NASA’s Next New Frontiers Mission to Titan: Dragonfly

Dragonfly

Image Credit: APL/JHU

NASA has announced that their next destination in the solar system is Titan, Saturn’s organic-rich moon. The New Frontiers spacecraft mission to Titan, named “Dragonfly,” is a rotorcraft, a drone with eight helicopter-like propellers. It will fly through Titan’s dense atmosphere to sample and examine multiple sites across Titan’s surface. Dragonfly will arrive at Titan in the equatorial “Shangri-La” dune fields, which are similar to the dunes in Namibia. Dragonfly will “flex its wings” to longer and longer flights (with analyses at each landing), eventually reaching the Selk impact crater. There, radar data from the Cassini orbiter suggests that there might have been liquid water and might now be complex organic molecules similar to those needed for life-as-we-know-it. The lander will eventually fly more than 108 miles (175 kilometers) – nearly double the distance traveled to date by all the Mars rovers combined.

Titan is a unique world with rivers, lakes, and even seas of liquid hydrocarbons (ethane and methane) and is the only planetary body in our solar system with a dense atmosphere that is rich in nitrogen and carbon like our own.
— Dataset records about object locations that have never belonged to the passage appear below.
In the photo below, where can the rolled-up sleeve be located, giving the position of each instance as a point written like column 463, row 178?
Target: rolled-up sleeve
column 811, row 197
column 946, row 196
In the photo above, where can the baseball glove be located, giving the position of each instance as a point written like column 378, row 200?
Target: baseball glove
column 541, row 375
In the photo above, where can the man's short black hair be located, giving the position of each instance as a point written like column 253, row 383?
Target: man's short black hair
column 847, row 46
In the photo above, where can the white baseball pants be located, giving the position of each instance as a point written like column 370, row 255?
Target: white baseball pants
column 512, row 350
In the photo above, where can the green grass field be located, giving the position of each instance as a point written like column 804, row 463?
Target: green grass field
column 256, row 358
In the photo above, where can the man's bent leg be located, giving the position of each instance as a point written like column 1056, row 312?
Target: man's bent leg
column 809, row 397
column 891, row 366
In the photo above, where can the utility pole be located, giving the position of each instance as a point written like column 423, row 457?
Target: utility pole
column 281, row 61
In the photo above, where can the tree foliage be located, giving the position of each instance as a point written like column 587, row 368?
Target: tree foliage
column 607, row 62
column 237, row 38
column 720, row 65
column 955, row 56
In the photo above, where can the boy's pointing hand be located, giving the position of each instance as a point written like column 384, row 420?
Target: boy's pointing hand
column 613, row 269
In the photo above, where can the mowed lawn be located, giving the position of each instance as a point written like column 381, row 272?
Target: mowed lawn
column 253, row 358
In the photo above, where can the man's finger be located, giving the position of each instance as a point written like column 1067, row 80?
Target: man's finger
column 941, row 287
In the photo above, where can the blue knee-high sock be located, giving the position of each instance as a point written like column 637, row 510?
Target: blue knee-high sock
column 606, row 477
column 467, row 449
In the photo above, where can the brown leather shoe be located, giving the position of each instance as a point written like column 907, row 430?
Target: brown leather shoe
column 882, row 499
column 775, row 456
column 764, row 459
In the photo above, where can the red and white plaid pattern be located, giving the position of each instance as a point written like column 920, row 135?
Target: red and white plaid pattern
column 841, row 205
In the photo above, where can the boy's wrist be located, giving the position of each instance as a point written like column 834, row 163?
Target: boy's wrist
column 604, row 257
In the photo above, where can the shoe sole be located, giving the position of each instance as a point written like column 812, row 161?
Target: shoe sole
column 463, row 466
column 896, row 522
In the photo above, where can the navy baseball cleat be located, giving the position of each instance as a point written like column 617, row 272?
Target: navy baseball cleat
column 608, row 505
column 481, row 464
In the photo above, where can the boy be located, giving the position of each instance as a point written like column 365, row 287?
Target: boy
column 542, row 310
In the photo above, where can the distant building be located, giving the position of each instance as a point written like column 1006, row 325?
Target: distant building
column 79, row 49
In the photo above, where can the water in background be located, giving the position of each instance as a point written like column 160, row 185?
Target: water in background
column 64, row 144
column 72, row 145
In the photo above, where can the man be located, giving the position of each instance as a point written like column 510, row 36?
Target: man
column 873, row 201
With one hop per full Titan day (16 Earth days), the rotorcraft of Dragonfly mission will travel from its initial landing site to cover areas several hundred kilometers away during the planned two-year mission, offering a rare opportunity to explore the origins of prebiotic chemistry outside of Earth’s environment. Dragonfly will launch in 2026 and arrive in 2034.